Hi,
Please be gentle with me, as I've just lost someone very close to me. It's not yet been a month.
I'm struggling with the idea that if we create everything in our lives, and not only our lives but the behaviour and the experiences we have with other people (I'm not even sure that I believe this but for the purpose of trying to assuage how I feel right now, it would make sense to operate from that belief), then that would somehow make me culpable for the death of this person. And I just can't accept that, because if I do accept that I am responsible for everything that I experience, including this person's death, then that means that I killed them. I tried to visualise and believe that they'd improve, but it got to a stage at the hospital where I hadn't slept in 2 days and was trying to stay awake to visualise while dreading the nurses knocking on the door of the relatives room to tell us that they only had 20 minutes left. My body stole its own sleep, it had to, even in little 5 minute snatches. I feel that I failed them, that I didn't save them. That if I stayed up all night and had visualised and prayed fervently, then they could've lived. But I then believe that the physical body HAS to die at some stage, so no-one can be saved by anyone else - when your number comes up, it comes up. It's a soul decision, maybe.
To give a bit of background to the death, the person concerned had wanted to die. Not in a depressive way, but just due to their age and their health, they didn't want to carry on. They had done so since a stroke last year but feared a bigger one. There were other health problems. Mounting fear. Mounting weariness, I guess. And they'd recently confided in someone that they were 'ready to go.'
Like a lot of people, I discovered LOA when someone I loved left me. And I've never really managed to reconcile whether you can 'get someone back,' or not. What the extent of free will means, whether we're all connected, whether you can influence people. But it would help me so much if someone wiser than me, maybe who's gone through this themselves, would be able to give me a perspective on this that can assist me at this time
Thank you
Sarah
Replies
Hi Mary,
Thank you so much for your reply. I felt a little vulnerable at some points yesterday, having posted what I did but to get a response filled with so much understanding and assurance has helped immeasurably.

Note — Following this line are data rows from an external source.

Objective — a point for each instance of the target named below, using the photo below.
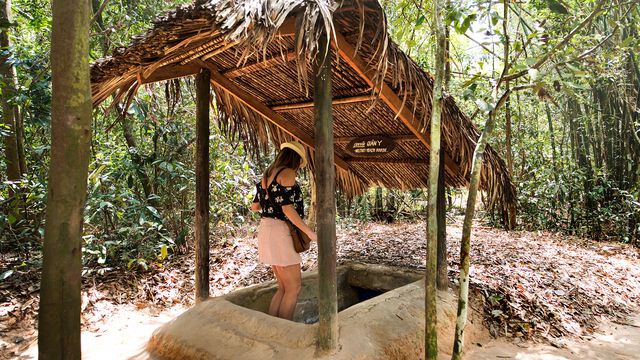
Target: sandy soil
(125, 334)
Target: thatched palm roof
(260, 53)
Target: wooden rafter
(261, 65)
(348, 54)
(309, 104)
(227, 85)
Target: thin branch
(97, 14)
(562, 43)
(482, 46)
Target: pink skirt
(275, 246)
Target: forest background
(571, 139)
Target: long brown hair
(286, 158)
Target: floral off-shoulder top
(275, 196)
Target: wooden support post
(326, 204)
(442, 280)
(203, 91)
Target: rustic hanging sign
(372, 145)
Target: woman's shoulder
(287, 177)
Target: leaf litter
(530, 285)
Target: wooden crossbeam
(262, 109)
(348, 54)
(397, 138)
(386, 161)
(172, 71)
(309, 104)
(261, 65)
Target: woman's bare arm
(293, 216)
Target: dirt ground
(125, 333)
(543, 294)
(611, 341)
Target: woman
(278, 198)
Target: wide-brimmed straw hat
(299, 149)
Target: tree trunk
(59, 316)
(431, 320)
(465, 243)
(378, 204)
(326, 202)
(8, 82)
(553, 143)
(203, 93)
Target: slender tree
(431, 321)
(8, 82)
(476, 168)
(59, 317)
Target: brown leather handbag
(301, 241)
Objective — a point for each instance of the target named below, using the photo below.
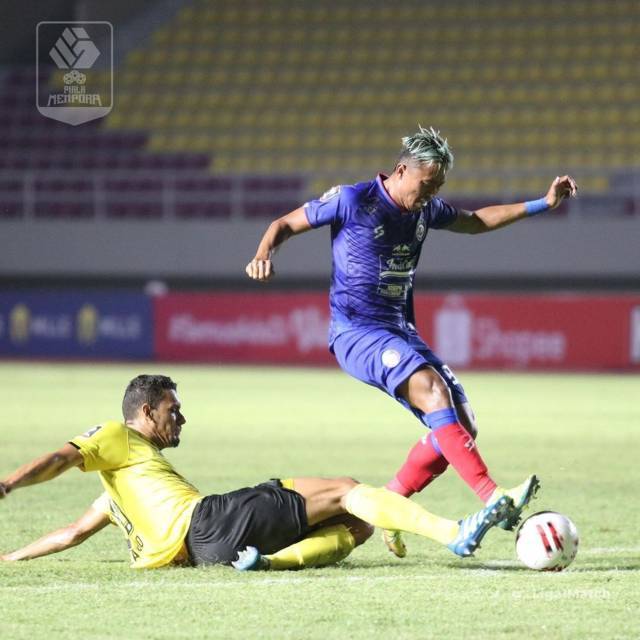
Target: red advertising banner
(528, 332)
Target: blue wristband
(534, 207)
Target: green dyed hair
(428, 147)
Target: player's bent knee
(361, 531)
(346, 483)
(467, 420)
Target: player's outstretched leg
(474, 527)
(250, 559)
(394, 542)
(521, 496)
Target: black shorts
(266, 516)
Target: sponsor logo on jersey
(390, 358)
(91, 432)
(421, 228)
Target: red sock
(459, 448)
(423, 465)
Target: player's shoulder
(109, 428)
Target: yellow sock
(388, 510)
(322, 547)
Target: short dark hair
(145, 389)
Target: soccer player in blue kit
(378, 228)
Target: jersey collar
(385, 194)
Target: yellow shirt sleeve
(104, 447)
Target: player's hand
(260, 270)
(562, 187)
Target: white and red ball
(547, 541)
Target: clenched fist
(261, 270)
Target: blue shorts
(386, 357)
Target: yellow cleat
(394, 542)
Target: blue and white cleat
(394, 542)
(474, 527)
(249, 559)
(521, 496)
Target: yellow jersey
(148, 499)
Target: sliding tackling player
(378, 228)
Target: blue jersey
(376, 247)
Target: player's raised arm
(498, 216)
(261, 267)
(41, 469)
(92, 521)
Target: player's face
(418, 184)
(168, 420)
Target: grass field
(579, 433)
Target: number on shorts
(450, 375)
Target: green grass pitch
(580, 433)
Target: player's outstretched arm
(72, 535)
(45, 468)
(261, 267)
(498, 216)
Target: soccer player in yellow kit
(279, 524)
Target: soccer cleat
(521, 496)
(249, 559)
(394, 542)
(474, 527)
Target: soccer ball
(547, 541)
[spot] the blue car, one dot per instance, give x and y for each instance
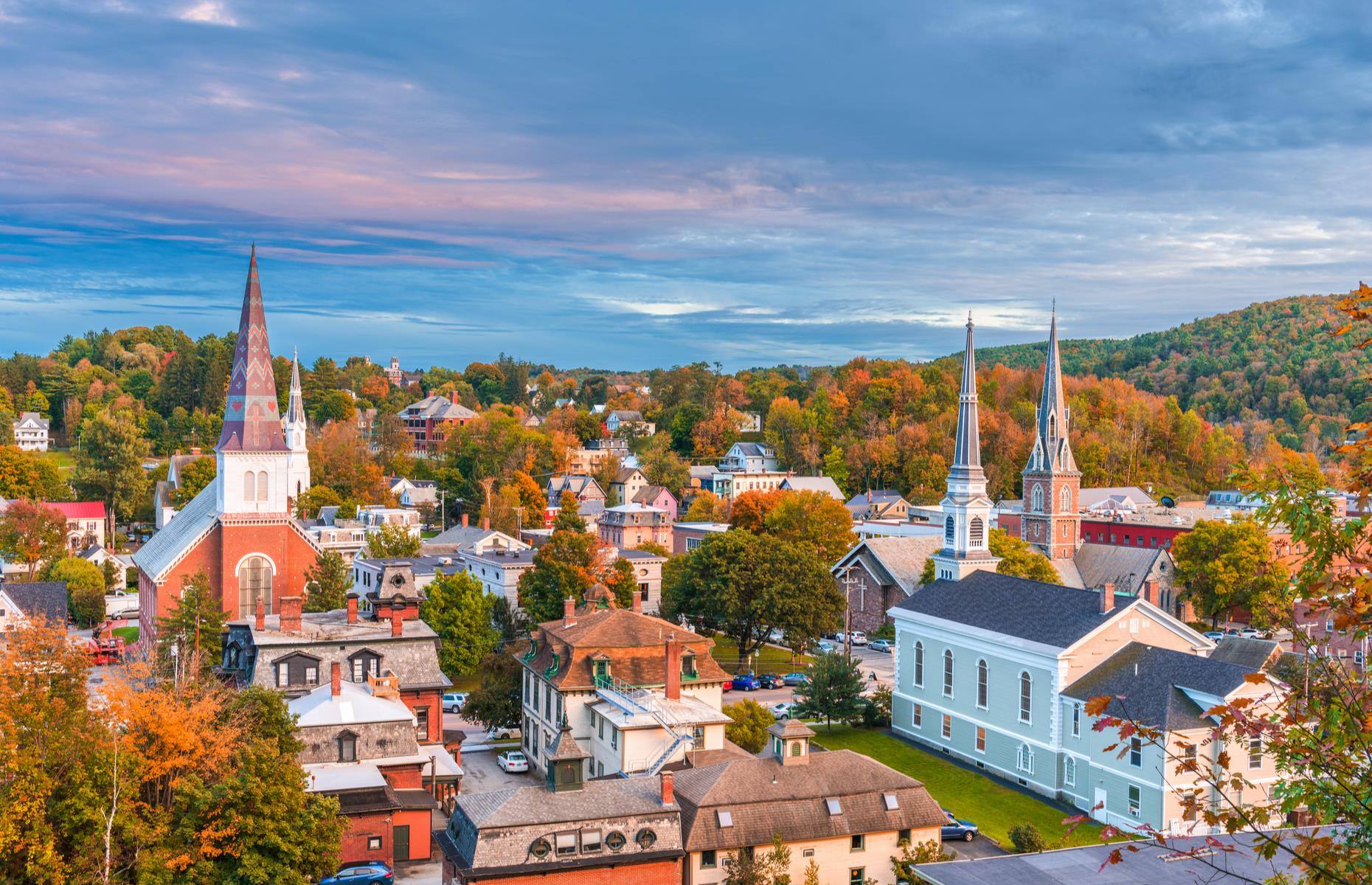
(955, 829)
(370, 873)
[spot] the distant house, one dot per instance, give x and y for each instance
(823, 485)
(879, 504)
(30, 431)
(429, 419)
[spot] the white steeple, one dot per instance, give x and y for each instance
(966, 507)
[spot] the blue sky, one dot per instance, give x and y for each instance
(640, 184)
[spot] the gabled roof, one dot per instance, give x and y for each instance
(1151, 681)
(40, 599)
(1016, 607)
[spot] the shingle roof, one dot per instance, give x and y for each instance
(766, 797)
(1016, 607)
(1150, 679)
(40, 599)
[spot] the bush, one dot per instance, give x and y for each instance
(1027, 839)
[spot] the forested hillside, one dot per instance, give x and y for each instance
(1274, 367)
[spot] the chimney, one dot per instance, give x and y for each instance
(673, 685)
(667, 788)
(291, 614)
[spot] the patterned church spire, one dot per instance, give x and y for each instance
(250, 416)
(968, 449)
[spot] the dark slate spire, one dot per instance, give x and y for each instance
(1051, 449)
(250, 417)
(968, 451)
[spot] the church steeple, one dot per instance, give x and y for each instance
(1051, 479)
(966, 507)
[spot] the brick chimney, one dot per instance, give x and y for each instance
(667, 788)
(673, 685)
(291, 614)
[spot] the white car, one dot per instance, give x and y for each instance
(512, 762)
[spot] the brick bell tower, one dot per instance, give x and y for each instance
(1051, 479)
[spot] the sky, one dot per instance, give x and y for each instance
(630, 184)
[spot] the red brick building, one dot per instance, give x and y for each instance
(239, 530)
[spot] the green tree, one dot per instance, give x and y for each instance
(746, 585)
(496, 703)
(392, 541)
(1019, 559)
(327, 583)
(32, 532)
(833, 689)
(749, 723)
(194, 478)
(86, 588)
(110, 462)
(1224, 566)
(188, 636)
(461, 614)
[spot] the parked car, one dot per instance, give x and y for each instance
(370, 873)
(512, 762)
(966, 830)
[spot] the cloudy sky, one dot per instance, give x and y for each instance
(634, 184)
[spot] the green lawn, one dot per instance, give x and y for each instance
(970, 796)
(770, 659)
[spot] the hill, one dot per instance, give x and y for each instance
(1272, 367)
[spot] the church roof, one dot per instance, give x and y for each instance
(250, 414)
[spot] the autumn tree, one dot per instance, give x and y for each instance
(32, 532)
(461, 614)
(327, 583)
(1223, 566)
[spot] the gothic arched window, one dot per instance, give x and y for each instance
(254, 583)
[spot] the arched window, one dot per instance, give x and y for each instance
(254, 583)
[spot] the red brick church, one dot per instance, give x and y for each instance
(239, 530)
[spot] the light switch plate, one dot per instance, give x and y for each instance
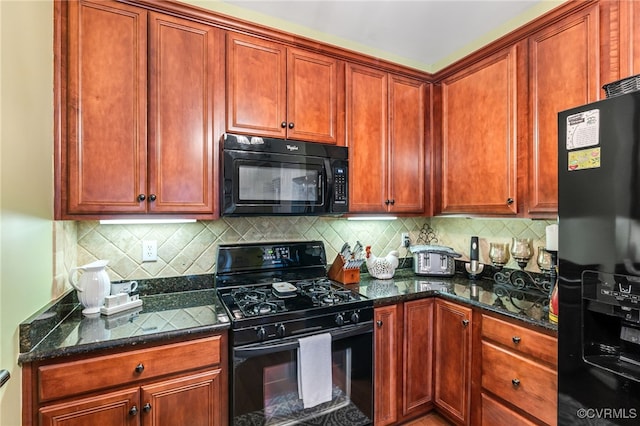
(149, 251)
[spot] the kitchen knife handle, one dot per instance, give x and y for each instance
(474, 250)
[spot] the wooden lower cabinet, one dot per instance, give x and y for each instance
(111, 409)
(519, 374)
(174, 384)
(452, 371)
(495, 413)
(185, 400)
(403, 361)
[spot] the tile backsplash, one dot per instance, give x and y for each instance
(190, 248)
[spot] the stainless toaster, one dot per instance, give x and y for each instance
(431, 260)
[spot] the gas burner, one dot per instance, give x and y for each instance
(265, 308)
(248, 295)
(331, 299)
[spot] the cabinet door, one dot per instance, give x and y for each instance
(452, 372)
(495, 413)
(183, 61)
(417, 355)
(406, 145)
(479, 137)
(256, 86)
(367, 121)
(313, 86)
(194, 400)
(106, 109)
(112, 409)
(563, 73)
(386, 365)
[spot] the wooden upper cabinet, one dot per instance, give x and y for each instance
(407, 145)
(386, 139)
(479, 137)
(367, 132)
(183, 63)
(628, 23)
(140, 108)
(283, 92)
(106, 147)
(563, 73)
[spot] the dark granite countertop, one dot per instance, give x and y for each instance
(167, 312)
(525, 304)
(182, 307)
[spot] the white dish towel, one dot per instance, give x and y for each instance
(314, 369)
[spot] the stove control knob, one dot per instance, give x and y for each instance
(261, 333)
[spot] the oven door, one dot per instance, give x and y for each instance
(264, 183)
(265, 383)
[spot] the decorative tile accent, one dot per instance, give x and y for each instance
(190, 248)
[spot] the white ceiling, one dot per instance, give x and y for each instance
(424, 34)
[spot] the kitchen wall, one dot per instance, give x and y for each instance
(190, 248)
(26, 178)
(35, 251)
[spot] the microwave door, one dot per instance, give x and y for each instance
(278, 184)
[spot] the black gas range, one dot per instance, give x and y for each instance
(277, 290)
(280, 302)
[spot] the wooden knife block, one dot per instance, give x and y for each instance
(337, 272)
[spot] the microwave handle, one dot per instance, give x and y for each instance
(291, 344)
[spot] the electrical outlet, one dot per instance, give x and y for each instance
(149, 251)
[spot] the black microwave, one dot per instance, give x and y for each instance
(265, 176)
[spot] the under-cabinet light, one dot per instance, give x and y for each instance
(143, 221)
(372, 218)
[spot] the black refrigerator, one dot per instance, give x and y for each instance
(599, 263)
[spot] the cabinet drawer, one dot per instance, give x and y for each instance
(76, 377)
(521, 339)
(520, 381)
(494, 413)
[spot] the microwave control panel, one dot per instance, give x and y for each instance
(340, 185)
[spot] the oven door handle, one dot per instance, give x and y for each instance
(260, 349)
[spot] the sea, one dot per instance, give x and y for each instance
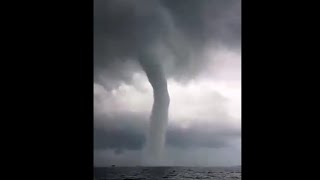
(167, 173)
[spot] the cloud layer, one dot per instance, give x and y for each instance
(199, 45)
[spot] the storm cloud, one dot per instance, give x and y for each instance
(198, 44)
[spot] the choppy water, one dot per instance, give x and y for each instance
(173, 173)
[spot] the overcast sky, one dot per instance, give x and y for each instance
(198, 42)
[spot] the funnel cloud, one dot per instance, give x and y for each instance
(167, 82)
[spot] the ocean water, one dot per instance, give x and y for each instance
(167, 173)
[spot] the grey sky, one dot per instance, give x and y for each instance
(199, 45)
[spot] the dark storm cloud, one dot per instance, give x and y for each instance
(127, 132)
(180, 29)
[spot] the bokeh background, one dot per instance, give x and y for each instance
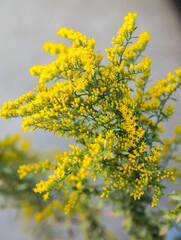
(26, 24)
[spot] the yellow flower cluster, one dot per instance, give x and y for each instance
(94, 104)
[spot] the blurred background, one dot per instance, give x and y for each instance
(27, 25)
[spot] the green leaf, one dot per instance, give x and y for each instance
(124, 153)
(116, 129)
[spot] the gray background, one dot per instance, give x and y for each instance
(25, 26)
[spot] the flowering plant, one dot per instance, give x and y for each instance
(115, 120)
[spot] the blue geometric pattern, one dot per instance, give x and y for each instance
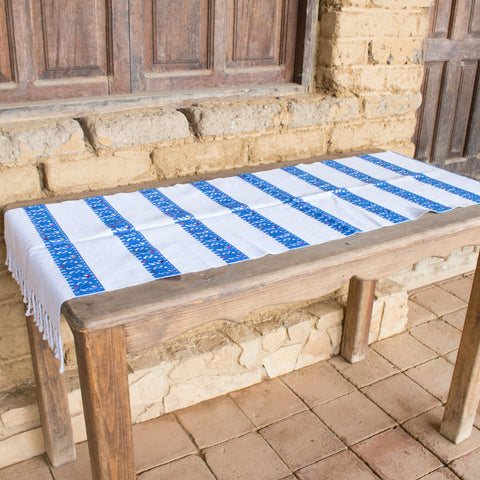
(194, 227)
(151, 259)
(72, 266)
(300, 205)
(250, 216)
(346, 195)
(387, 187)
(423, 178)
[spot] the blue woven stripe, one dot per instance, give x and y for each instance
(151, 259)
(346, 195)
(300, 205)
(72, 266)
(387, 187)
(195, 227)
(250, 216)
(423, 178)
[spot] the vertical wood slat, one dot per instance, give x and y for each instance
(52, 399)
(7, 50)
(463, 109)
(304, 70)
(473, 138)
(446, 114)
(119, 51)
(440, 21)
(432, 83)
(358, 315)
(23, 36)
(464, 394)
(102, 367)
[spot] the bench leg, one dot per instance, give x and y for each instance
(52, 399)
(464, 393)
(361, 294)
(102, 366)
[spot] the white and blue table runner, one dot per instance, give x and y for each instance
(64, 250)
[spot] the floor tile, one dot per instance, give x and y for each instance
(437, 300)
(214, 421)
(400, 397)
(318, 383)
(34, 468)
(434, 376)
(342, 466)
(403, 350)
(368, 371)
(233, 460)
(425, 429)
(267, 402)
(456, 319)
(301, 440)
(441, 474)
(354, 417)
(394, 455)
(459, 286)
(417, 314)
(467, 467)
(159, 441)
(451, 356)
(438, 335)
(188, 468)
(77, 470)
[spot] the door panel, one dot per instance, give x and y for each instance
(219, 43)
(7, 65)
(249, 42)
(68, 49)
(70, 38)
(179, 40)
(447, 128)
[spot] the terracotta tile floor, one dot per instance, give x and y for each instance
(375, 419)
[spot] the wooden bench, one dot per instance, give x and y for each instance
(109, 325)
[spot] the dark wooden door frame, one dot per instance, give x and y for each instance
(23, 97)
(448, 128)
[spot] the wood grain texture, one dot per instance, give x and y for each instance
(447, 131)
(52, 399)
(102, 367)
(464, 394)
(7, 49)
(358, 315)
(70, 38)
(182, 39)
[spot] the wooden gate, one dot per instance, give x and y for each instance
(448, 128)
(57, 49)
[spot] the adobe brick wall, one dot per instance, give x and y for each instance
(368, 80)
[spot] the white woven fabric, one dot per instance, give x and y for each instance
(59, 251)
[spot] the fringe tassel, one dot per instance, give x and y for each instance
(34, 307)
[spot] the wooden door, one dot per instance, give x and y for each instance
(448, 129)
(206, 43)
(54, 49)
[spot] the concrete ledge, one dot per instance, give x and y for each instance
(28, 142)
(139, 128)
(317, 111)
(231, 118)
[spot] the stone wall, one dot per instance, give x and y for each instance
(368, 80)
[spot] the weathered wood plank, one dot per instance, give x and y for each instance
(102, 367)
(358, 315)
(52, 399)
(464, 393)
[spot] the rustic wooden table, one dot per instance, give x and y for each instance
(109, 325)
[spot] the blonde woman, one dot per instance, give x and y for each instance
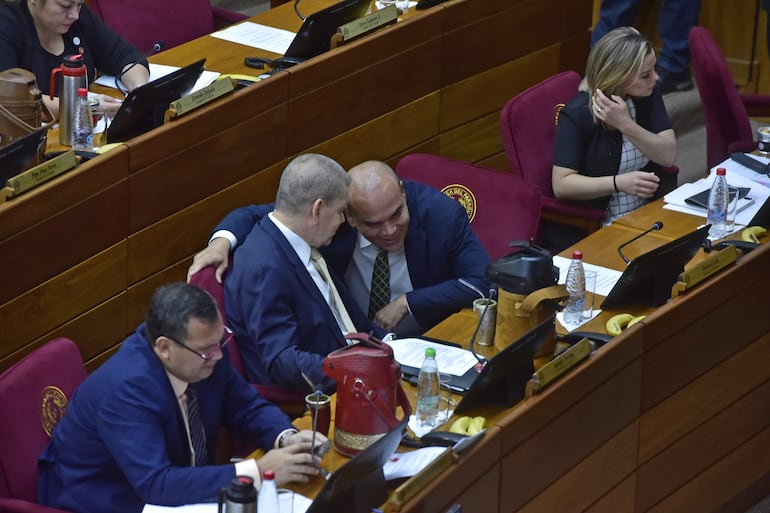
(614, 135)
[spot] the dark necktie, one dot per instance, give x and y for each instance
(197, 433)
(379, 295)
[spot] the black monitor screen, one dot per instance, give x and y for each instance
(503, 380)
(19, 154)
(314, 37)
(359, 485)
(648, 278)
(144, 107)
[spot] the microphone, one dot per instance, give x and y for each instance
(655, 227)
(156, 47)
(296, 3)
(492, 295)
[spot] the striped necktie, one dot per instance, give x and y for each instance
(379, 294)
(338, 307)
(197, 432)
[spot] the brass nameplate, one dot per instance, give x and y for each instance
(42, 172)
(368, 23)
(708, 267)
(414, 484)
(549, 372)
(194, 100)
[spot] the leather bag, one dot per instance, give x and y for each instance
(21, 107)
(368, 393)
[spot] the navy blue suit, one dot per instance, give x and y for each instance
(440, 248)
(281, 321)
(122, 442)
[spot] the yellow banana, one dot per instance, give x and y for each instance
(753, 233)
(617, 323)
(476, 425)
(461, 425)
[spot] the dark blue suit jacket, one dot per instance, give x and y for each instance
(281, 321)
(440, 248)
(122, 442)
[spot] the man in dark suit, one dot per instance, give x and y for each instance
(286, 312)
(427, 237)
(143, 427)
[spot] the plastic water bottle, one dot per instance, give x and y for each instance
(428, 390)
(718, 201)
(267, 500)
(82, 123)
(576, 288)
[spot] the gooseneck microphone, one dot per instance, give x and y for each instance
(296, 9)
(492, 295)
(119, 85)
(655, 227)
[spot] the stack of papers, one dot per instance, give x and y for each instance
(736, 176)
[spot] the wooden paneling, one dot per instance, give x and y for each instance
(704, 446)
(704, 397)
(43, 308)
(584, 428)
(597, 474)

I have to head out to my GP now but I'll be back later on today where I'll write a little more. A lot of what you say makes sense to me, whilst some more has raised questions but overall, to know that he died because he was, as you say, 'done,' makes sense in many ways; he'd even recently told a neighbour that he was 'ready to go,' which kind of says it all.
Thank you SO much, Mary - you've really helped
Sarah
Hi Sarah...
First, let me assure you that you did NOT 'kill' this person. And you are in no way culpable for their leaving.
My condolences to you... it's understandable to feel sad when losing someone's physical presence. But let me also assure you that all really is well. Death is as natural as birth, despite the messages we seem to get culturally... and when we're done here on Planet Earth, we really are ready to move on.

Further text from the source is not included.